Et ils sont partis. Il n’y a plus de voilier amarré au ponton derrière le bâtiment aux fenêtres graphiques. Le lendemain de leur départ, la chanteuse Björk se produisait dans cette salle de concert de Reykjavik. Mais moi, j’avais déjà rencontré mes idoles.

http://www.underthepole.com/

Les membres d'Under the pole en escale en islande, dans l'attente d'une fenêtre météo pour mettre le cap sur le Groenland

7 thoughts on “La groupie du plongeur”

  1. Quel plaisir de lire cet article ! Je pense que j’aurais été autant groupie que toi dans pareille situation. Tu as eu de la chance de pouvoir partager ces petits moments avec ces passionnés. La vidéo que tu as publiée donne envie de rejoindre l’équipe, la plongée sous glace étant un petit rêve pour moi !

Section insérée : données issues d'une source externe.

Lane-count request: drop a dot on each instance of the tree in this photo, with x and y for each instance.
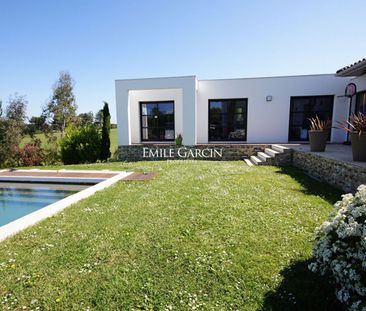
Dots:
(86, 118)
(105, 152)
(36, 124)
(61, 110)
(12, 126)
(98, 118)
(81, 144)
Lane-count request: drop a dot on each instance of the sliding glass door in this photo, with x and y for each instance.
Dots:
(304, 107)
(157, 121)
(228, 119)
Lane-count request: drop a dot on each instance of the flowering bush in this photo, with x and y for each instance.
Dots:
(340, 249)
(30, 155)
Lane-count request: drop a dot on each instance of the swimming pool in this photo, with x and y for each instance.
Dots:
(20, 199)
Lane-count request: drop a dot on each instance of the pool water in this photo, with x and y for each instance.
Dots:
(20, 199)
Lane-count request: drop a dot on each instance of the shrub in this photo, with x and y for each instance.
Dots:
(80, 145)
(30, 155)
(340, 249)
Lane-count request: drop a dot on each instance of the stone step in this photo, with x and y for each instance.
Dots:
(263, 156)
(279, 148)
(272, 153)
(250, 163)
(255, 160)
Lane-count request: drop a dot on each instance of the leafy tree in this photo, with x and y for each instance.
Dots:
(86, 118)
(81, 144)
(61, 110)
(105, 152)
(12, 125)
(36, 124)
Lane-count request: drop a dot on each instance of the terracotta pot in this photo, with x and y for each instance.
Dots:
(318, 140)
(358, 146)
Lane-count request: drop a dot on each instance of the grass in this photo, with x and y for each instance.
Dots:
(43, 139)
(202, 235)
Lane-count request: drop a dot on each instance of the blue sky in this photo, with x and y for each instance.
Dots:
(100, 41)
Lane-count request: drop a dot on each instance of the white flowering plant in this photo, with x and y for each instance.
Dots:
(340, 249)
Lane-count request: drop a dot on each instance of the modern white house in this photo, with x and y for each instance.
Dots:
(234, 111)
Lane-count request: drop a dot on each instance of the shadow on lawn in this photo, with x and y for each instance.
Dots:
(302, 289)
(312, 186)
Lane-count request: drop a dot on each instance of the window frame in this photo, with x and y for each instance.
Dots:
(245, 118)
(358, 104)
(312, 97)
(156, 102)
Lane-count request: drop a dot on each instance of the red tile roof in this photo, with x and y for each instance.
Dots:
(355, 69)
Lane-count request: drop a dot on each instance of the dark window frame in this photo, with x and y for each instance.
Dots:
(358, 104)
(312, 97)
(245, 116)
(156, 102)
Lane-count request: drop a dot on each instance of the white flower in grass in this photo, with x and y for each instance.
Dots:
(340, 249)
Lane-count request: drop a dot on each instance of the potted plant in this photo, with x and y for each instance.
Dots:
(179, 140)
(318, 134)
(356, 127)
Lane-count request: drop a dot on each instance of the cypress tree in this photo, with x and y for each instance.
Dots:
(105, 152)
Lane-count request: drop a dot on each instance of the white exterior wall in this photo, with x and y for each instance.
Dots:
(268, 122)
(130, 92)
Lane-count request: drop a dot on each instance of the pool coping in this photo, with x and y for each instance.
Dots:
(33, 218)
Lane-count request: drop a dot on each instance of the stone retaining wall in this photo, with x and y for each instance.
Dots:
(197, 152)
(343, 175)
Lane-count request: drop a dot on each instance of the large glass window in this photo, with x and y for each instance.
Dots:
(305, 107)
(228, 119)
(157, 121)
(361, 102)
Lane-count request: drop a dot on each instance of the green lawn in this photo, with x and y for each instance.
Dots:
(200, 236)
(113, 137)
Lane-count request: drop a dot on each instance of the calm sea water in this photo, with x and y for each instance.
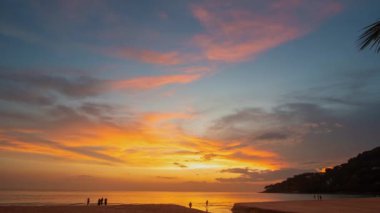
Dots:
(219, 202)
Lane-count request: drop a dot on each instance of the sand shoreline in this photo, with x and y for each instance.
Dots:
(348, 205)
(125, 208)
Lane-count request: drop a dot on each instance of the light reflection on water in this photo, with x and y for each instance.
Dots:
(219, 202)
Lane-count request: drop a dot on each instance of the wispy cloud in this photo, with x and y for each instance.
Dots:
(151, 82)
(239, 32)
(146, 56)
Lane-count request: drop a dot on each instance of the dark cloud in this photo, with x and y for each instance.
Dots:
(180, 165)
(302, 131)
(166, 177)
(272, 136)
(40, 88)
(208, 157)
(251, 175)
(95, 152)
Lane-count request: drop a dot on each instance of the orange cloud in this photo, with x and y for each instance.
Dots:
(147, 56)
(157, 117)
(238, 34)
(150, 82)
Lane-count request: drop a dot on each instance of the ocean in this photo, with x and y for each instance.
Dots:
(219, 202)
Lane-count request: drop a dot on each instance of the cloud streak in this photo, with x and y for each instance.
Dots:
(239, 32)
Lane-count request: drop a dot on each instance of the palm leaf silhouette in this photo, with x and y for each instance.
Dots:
(371, 37)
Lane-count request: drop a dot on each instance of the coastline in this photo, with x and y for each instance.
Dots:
(127, 208)
(348, 205)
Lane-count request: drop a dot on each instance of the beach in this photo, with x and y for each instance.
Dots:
(354, 205)
(138, 208)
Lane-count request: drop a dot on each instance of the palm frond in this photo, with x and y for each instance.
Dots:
(370, 37)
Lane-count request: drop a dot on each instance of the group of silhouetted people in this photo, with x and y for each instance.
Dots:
(102, 201)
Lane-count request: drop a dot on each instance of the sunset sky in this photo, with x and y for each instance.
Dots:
(182, 95)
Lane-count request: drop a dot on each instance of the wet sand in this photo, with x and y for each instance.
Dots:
(349, 205)
(143, 208)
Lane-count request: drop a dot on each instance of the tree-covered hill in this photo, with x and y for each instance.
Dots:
(359, 175)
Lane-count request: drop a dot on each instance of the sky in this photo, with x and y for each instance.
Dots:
(182, 95)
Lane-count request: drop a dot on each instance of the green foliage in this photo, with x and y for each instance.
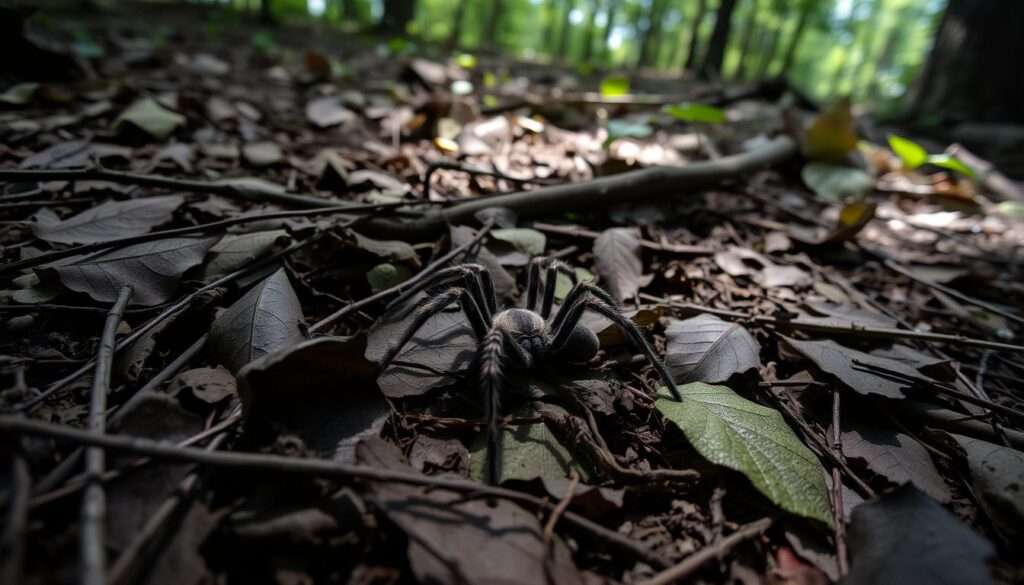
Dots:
(696, 113)
(729, 430)
(913, 156)
(614, 86)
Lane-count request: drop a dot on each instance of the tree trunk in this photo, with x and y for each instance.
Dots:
(397, 13)
(563, 38)
(460, 13)
(647, 44)
(973, 72)
(588, 36)
(712, 67)
(691, 53)
(491, 38)
(747, 42)
(265, 12)
(605, 49)
(798, 34)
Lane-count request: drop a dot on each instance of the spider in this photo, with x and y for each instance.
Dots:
(520, 338)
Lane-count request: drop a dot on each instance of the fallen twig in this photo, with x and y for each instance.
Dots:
(202, 227)
(92, 549)
(853, 329)
(317, 468)
(434, 266)
(715, 550)
(633, 185)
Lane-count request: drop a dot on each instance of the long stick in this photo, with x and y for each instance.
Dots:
(708, 553)
(92, 550)
(317, 468)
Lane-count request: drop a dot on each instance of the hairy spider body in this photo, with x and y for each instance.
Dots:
(520, 338)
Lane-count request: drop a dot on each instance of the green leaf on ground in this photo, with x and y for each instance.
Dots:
(696, 113)
(387, 275)
(614, 86)
(832, 135)
(950, 162)
(912, 154)
(528, 451)
(529, 242)
(729, 430)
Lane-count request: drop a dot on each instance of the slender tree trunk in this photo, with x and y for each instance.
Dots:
(747, 42)
(798, 35)
(563, 40)
(973, 72)
(460, 14)
(588, 37)
(649, 37)
(612, 12)
(691, 52)
(491, 33)
(715, 54)
(397, 14)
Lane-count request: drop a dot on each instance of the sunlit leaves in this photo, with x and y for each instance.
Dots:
(696, 113)
(835, 182)
(614, 86)
(832, 135)
(729, 430)
(913, 156)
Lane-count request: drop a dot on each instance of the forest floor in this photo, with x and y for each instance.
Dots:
(204, 224)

  2. Super bel article. Je suis contente qu’il y a des gens « groupies » comme toi pour cet expé dont j’ai ferais partie bientôt. Merci pour prendre les temps d’écrire cet article. Ton blog est top!

  3. Béatrice dit :

    Joli article de cette rencontre avec le WHY et avec cet œil de béotienne de la navigation, merci 😉

  4. Blob dit :

    Suis toute émue en lisant ça… nous aussi on est “groupies”… mais de Paris 🙂

  5. catou santucci dit :

    moi aussi , je suis toute émue en lisant cet article , et les connaissant tous je pense qu’ on les reconnait bien …
    Catou , la maman de Lucas .

  6. Amina dit :

    Encore un cadeau de ta bonne étoile! Continue de provoquer le destin, tes rencontres bouleversantes me redonnent goût en la nature humaine!

    « Voyage, tu découvriras le sens des choses et la valeur des hommes ». Proverbe arabe.